NATO chief Jens Stoltenberg said Thursday the alliance was looking into ways of countering Russian attempts to “sabotage” the alliance.
The NATO secretary general said defense ministers meeting in Brussels would discuss plans to counter a “Russian campaign of hostile activities against NATO allies,” adding that ministers would work on “response options.”
The alliance is keen to bolster closer intelligence sharing, increase protection of critical infrastructure, and deploy “tighter restrictions on Russian intelligence personnel across the alliance.”
Increase in cyber attacks and disinformation
Speaking ahead of a two-day meeting of defense ministers in Brussels, Stoltenberg told reporters that NATO had witnessed “examples of Russian sabotage, arson, cyber attacks and disinformation,” with the number of incidents on the rise.
Poland, Germany, the United Kingdom and the Czech Republic have all reported incidents of infiltration in recent weeks, citing Russian interference.
“We see it in Latvia, but also all around NATO countries we see those potential incidents,” Latvian Defense Minister Andris Sprids said in Brussels. “We deal with an aggressor country which has undermined the international rules-based order. Its activities don’t come as a surprise.”
“Latvia, of course, is in the front line and we have been facing hybrid attacks for some time, cyber-attacks, the weaponization of illegal migration,” he added.
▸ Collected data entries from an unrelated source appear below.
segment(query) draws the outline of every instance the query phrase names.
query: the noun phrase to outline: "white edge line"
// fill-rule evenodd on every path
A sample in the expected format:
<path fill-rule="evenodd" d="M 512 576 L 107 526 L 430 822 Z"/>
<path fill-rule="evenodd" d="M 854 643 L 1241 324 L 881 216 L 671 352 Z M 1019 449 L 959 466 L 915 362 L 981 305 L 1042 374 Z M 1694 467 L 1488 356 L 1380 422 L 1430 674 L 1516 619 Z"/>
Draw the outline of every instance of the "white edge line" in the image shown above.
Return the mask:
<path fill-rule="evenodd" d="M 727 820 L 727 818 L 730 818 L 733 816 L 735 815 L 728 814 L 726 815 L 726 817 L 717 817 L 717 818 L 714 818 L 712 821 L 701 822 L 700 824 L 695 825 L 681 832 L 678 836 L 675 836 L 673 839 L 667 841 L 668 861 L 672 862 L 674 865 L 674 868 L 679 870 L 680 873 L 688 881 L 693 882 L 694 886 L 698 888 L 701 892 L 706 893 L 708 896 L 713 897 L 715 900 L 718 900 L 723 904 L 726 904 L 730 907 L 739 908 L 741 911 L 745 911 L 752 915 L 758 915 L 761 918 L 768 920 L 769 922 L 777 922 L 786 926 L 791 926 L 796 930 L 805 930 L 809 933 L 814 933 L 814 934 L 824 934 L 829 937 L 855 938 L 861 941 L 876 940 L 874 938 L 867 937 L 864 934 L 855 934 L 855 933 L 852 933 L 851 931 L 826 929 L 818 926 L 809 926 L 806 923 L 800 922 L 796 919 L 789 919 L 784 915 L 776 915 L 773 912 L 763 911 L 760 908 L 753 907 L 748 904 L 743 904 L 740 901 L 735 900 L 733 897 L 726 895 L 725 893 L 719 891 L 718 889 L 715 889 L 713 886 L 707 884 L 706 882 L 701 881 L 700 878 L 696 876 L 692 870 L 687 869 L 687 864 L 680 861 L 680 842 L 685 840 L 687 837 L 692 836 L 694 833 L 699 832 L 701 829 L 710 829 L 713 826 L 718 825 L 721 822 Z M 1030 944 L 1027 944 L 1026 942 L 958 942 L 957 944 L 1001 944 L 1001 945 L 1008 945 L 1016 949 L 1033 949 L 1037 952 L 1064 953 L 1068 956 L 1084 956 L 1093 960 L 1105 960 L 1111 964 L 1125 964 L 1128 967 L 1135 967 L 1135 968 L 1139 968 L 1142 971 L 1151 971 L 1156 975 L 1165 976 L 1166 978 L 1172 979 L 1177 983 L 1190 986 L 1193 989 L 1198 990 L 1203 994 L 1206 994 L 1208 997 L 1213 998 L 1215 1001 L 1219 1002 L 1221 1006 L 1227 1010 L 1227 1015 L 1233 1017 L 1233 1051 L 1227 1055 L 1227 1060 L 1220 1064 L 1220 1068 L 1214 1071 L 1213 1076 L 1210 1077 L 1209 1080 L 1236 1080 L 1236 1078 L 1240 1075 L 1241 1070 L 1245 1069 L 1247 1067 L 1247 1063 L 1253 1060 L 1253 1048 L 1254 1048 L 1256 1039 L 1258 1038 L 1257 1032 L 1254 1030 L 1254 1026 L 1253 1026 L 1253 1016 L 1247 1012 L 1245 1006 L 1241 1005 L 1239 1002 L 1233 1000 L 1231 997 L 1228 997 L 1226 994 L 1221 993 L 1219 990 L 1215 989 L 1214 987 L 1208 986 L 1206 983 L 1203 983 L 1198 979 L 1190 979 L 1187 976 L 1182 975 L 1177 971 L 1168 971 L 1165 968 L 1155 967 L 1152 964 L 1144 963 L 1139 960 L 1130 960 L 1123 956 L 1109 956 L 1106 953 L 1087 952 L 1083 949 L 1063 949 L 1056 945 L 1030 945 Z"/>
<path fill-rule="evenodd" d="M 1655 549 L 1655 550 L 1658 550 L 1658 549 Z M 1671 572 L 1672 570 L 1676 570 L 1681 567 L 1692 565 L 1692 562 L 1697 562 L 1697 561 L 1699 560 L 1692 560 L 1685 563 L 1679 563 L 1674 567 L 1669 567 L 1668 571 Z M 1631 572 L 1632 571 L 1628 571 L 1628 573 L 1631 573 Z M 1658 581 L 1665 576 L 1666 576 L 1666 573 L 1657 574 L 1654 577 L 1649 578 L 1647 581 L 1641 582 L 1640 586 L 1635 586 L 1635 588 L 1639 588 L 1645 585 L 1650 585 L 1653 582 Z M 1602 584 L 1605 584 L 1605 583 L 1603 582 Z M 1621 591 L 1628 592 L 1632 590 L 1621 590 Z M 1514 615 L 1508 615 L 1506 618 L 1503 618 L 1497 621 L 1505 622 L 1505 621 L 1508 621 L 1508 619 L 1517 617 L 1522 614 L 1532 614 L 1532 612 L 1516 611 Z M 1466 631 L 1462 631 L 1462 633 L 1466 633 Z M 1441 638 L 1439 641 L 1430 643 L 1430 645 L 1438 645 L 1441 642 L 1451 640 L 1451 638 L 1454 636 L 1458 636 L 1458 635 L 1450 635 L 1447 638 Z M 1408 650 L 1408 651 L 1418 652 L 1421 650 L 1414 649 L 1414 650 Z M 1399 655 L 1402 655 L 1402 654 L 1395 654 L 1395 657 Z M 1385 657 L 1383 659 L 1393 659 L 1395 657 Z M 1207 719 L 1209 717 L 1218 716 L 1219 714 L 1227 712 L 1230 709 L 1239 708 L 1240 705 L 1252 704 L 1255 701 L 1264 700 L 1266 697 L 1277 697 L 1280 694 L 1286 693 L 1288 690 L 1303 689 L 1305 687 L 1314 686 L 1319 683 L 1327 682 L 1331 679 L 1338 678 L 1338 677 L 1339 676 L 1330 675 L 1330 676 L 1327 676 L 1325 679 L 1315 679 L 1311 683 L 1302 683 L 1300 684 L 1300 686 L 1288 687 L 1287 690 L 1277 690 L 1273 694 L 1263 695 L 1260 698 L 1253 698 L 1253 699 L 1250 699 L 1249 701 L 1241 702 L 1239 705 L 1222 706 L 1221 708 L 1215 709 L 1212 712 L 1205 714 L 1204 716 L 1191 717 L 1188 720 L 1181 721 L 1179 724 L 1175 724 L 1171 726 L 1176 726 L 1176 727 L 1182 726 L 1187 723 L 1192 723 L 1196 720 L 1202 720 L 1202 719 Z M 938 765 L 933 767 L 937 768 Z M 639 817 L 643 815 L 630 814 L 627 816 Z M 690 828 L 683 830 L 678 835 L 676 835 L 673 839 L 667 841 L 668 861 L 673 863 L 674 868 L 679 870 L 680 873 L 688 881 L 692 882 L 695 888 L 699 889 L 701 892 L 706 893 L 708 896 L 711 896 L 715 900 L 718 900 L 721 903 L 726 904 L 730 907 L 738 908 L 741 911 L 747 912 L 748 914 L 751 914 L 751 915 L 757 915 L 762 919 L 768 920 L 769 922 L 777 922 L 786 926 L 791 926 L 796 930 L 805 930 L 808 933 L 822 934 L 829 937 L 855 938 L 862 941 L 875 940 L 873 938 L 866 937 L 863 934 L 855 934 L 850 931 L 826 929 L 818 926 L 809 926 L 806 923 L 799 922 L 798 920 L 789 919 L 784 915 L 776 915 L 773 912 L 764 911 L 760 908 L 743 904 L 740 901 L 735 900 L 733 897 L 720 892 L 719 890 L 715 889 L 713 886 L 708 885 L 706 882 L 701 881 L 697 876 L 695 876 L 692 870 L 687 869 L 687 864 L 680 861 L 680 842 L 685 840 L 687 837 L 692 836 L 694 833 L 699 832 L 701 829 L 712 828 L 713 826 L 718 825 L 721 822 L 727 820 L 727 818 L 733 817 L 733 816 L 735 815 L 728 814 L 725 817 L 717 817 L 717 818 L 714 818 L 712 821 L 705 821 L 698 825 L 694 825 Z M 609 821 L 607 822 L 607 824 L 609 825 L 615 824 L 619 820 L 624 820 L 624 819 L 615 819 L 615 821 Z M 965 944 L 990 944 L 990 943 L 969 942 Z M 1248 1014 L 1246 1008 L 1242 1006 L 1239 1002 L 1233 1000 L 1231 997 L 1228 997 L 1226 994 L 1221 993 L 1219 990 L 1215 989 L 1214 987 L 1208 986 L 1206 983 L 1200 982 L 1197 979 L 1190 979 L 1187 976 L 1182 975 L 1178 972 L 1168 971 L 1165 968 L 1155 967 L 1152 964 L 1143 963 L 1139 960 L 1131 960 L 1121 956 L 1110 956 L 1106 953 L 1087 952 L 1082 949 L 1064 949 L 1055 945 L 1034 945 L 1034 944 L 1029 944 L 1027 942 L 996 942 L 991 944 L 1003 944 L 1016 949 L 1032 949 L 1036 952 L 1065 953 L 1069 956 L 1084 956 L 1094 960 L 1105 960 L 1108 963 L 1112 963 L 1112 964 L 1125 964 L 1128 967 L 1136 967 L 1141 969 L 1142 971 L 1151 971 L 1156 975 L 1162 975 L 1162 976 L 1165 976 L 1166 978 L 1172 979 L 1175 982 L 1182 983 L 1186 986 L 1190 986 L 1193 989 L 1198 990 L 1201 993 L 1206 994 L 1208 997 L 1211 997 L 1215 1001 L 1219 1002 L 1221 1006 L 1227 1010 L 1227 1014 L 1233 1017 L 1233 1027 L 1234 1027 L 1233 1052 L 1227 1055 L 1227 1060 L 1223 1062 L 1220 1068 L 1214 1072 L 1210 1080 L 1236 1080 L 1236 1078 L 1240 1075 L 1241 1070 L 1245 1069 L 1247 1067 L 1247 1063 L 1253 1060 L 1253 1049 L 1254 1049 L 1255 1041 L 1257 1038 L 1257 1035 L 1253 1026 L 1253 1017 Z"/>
NATO links disruption to war in Ukraine
At the end of May, security services in Poland detained a man suspected of trying to acquire images of military vehicles crossing the border into Ukraine. Polish security services also accused three men of committing arson on the orders of Russian intelligence.
In May, German newspaper the Süddeutsche Zeitung reported that construction workers in Germany had found explosives while working near a NATO pipeline. Though the culprit remained unclear, German intelligence services have long indicated that Russia is open to such sabotage.
NATO officials have suggested Russia uses disruption to pressure the alliance into halting weapons supplies to Ukraine. But Stoltenberg promised earlier this week that “Russia’s actions will not stop us from supporting Ukraine.”